Anyway, even if this knowledge about Todd, this compassion, doesn’t stop the crime, Jen is glad she has it anyway. Glad her son spoke his truth to her that night in their kitchen when he said he cared about physics.
‘What’re your thoughts on time travel?’ she asks him.
‘Totally possible,’ he says.
‘Yeah?’
‘They say time is only linear because of cause and effect.’
‘You’re going to have to come down a level or two …’
‘A way of us thinking – well …’ he glances at her face. He raises his eyebrows at a doughnut stand. She nods, and they queue there. ‘Never mind,’ he says.
‘No, what?’
‘You’ll find it boring. I can tell. Your eyes glaze over.’
‘I won’t,’ she says hurriedly. ‘I’m never bored by you. You explain things so well.’
He comes to life. ‘All right then. Time is just a way of us thinking we are free agents. That our actions have cause and effect. That’s what makes us think that time flows in one direction, like a river.’
‘But it doesn’t?’
Todd shrugs, looking at her. ‘Nobody knows,’ he says, and Jen instantly feels very sorry for past-Jen, and even more so for past-Todd. That she felt – that she decided – that this relationship with her son, this intellectual relationship, wasn’t accessible to her. As it goes, she now knows more about non-linear time than anyone.
‘Like the hindsight paradox,’ he continues, when he’s bought the doughnuts. ‘Everyone thinks they knew what was going to happen. They said, I knew it all along! but, actually, they would say that no matter what the outcome. Because our brains are so good at considering every possibility. We’ve known whenever anything was going to happen.’

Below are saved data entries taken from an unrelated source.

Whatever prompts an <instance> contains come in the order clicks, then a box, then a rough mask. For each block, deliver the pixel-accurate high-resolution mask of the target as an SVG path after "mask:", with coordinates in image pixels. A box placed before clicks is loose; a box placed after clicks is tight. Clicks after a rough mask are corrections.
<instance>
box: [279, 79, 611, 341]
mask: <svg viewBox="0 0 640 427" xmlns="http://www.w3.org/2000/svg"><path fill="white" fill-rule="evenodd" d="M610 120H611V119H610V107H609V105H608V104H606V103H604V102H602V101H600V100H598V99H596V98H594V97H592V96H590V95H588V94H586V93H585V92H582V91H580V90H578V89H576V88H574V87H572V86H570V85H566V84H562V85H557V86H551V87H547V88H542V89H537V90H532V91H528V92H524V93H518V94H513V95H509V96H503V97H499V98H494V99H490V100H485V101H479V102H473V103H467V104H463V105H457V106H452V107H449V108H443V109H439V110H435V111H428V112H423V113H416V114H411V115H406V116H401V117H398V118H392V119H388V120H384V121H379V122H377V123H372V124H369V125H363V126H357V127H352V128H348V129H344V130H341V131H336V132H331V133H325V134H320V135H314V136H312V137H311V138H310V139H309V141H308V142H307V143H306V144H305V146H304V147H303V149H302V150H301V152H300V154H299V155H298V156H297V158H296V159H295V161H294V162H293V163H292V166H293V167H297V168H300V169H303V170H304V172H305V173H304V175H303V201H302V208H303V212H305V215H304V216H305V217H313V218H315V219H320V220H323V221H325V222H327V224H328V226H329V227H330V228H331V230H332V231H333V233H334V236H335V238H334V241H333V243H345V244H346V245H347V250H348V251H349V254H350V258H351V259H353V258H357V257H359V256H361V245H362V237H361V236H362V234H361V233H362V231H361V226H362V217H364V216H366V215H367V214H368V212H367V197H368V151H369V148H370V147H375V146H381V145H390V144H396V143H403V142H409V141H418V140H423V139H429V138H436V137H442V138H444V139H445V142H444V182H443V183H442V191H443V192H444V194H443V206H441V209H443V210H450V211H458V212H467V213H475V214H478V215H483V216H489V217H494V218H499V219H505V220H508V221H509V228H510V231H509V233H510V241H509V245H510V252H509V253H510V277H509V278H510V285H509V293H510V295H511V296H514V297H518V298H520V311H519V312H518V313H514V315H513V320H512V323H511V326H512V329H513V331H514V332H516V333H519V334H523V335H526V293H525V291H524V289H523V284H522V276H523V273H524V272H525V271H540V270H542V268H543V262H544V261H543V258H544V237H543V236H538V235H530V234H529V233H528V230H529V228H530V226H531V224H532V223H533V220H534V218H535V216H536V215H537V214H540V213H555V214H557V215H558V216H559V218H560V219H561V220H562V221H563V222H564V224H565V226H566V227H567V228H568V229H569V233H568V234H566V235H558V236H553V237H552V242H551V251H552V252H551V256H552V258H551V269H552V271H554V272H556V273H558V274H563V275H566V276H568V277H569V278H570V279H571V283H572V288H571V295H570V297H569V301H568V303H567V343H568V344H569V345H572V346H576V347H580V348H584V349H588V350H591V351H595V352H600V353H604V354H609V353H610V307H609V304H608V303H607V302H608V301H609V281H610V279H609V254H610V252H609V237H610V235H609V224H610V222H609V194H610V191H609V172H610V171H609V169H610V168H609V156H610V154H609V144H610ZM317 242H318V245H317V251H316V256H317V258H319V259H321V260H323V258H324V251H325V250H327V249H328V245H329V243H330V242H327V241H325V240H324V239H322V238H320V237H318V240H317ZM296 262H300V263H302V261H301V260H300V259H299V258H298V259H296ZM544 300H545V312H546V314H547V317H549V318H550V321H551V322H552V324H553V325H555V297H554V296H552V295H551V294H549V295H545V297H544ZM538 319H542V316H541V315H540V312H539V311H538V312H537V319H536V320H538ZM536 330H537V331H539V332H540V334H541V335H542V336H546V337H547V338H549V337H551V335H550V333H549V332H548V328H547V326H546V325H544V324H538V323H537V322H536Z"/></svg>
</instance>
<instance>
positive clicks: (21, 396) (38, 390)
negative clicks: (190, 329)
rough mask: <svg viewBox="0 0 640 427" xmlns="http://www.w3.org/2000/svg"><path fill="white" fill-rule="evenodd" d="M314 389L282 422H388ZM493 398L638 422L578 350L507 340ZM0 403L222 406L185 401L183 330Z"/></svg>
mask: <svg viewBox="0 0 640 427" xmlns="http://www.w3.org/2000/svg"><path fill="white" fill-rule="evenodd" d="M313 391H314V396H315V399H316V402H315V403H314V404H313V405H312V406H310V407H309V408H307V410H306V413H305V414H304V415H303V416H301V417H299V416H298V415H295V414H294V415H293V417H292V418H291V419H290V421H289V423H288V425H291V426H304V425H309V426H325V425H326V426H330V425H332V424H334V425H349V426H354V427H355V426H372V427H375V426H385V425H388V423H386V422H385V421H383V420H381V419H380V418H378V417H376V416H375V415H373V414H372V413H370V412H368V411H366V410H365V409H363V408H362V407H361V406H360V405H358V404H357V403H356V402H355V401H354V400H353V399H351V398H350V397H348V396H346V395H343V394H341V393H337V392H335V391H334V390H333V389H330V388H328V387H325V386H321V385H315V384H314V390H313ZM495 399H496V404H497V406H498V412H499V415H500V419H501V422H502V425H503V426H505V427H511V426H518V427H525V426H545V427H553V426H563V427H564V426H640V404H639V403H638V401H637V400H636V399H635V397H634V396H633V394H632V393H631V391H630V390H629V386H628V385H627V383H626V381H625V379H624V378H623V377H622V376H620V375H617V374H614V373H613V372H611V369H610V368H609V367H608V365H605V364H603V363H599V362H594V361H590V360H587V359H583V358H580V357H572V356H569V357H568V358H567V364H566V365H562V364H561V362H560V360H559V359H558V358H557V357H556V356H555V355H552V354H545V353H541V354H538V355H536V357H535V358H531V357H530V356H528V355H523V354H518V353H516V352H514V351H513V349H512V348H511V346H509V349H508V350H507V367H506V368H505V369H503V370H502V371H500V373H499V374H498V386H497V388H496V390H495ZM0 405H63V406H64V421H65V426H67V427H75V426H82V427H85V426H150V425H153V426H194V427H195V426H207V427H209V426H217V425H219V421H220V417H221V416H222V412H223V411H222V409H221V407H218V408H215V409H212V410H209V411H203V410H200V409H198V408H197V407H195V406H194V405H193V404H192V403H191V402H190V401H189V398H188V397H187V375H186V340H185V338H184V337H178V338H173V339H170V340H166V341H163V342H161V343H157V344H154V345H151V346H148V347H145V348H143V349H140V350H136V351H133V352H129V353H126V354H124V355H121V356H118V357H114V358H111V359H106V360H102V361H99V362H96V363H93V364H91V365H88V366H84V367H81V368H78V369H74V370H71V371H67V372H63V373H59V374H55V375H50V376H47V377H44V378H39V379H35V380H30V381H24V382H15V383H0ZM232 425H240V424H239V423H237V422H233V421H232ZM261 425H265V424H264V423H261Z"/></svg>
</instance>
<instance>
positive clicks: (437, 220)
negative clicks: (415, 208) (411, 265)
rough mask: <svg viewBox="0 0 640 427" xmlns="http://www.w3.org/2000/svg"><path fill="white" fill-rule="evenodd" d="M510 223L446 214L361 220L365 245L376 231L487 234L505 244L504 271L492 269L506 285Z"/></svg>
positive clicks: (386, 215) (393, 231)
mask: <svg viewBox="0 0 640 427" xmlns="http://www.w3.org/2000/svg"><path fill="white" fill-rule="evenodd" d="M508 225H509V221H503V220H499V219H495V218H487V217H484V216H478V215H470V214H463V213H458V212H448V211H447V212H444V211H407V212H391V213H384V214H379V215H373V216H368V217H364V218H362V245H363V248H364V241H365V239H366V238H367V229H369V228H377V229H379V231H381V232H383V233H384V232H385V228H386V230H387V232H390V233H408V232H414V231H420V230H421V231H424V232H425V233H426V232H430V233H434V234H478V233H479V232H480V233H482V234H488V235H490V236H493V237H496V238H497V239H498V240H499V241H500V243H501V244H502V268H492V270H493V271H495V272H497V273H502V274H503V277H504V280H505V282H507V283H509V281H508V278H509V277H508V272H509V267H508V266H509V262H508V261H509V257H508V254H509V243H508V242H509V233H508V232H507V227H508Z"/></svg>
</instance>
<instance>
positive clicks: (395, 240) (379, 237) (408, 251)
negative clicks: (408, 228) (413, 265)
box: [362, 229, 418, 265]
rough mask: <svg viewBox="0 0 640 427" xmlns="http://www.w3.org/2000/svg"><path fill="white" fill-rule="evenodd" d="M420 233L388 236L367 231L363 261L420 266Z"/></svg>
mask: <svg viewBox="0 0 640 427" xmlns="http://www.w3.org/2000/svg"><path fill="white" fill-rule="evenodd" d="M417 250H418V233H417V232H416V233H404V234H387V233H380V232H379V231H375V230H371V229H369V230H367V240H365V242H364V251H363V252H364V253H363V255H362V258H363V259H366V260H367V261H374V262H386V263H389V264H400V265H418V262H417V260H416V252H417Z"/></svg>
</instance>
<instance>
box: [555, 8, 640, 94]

Jen thinks about that. Tries to digest it. Todd would be able to solve his own crime in five seconds flat. He’s so smart. And here he is, still a kid, his mind unmuddied by convention. He’s the perfect person to have this chat with, out of everybody in the whole world. What are the chances of that?
She decides, eventually, to say just that. ‘You’re so smart, Toddy,’ she says.
They walk past a medical stand, diabetes tests, ECGs, a stand about the importance of abdominal aortic scanning. ‘Want your aorta scanned?’ he jokes, but she knows he heard her, knows he took in the compliment. Sure enough, he says: ‘When I discover some new chemical compound, you’ll say, I knew it all along!’
Jen laughs. ‘Probably.’
Todd opens the doughnuts. ‘Want a whole one or a bite?’ he offers.
And, for some reason, Jen remembers this exact, exact, exact moment. She had said no. She was on a diet. That’s right. And, God, she’s in fucking size twelve jeans. Not what she is in in 2022.
‘A bite, please,’ she says, standing in a crowded corridor of the NEC, with her son, who thrusts a sugared piece towards her. People huff past them, annoyed, but they don’t care. She bites it off the end of his finger, like an animal, and he laughs, eyebrows up, smile wide, suspended, suspended in animation, in her gaze.
Ryan
Ryan delivers the third car in as many weeks to Ezra. It’s the dead of the night, between three and four. He’s knackered. He’s never been able to lie in, so he’s hardly getting any sleep. His arms and legs feel heavy and he’s cold, his body trembling.
‘Thanks very much,’ Ezra says to him.
Just as he’s about to leave, his colleague, Angela, arrives. ‘Ah ha,’ Ezra says.
Angela smiles at Ryan. It’s a careful smile. One that says familiar, but not in cahoots. She’s wearing tracksuit bottoms, no make-up, hair scraped back into a ponytail, ashy roots showing. ‘I have a Merc for you,’ she says to Ezra. ‘Bit tricky as the key was just out of reach, so I had to go in. Broke the little window above the toilet with the hammer.’
Ezra rubs a hand over his beard. ‘Right – right. But the owners were out, though?’ He checks this like a friendly office manager, not a criminal, then dutifully ticks the car off on his clipboard. ‘Plated?’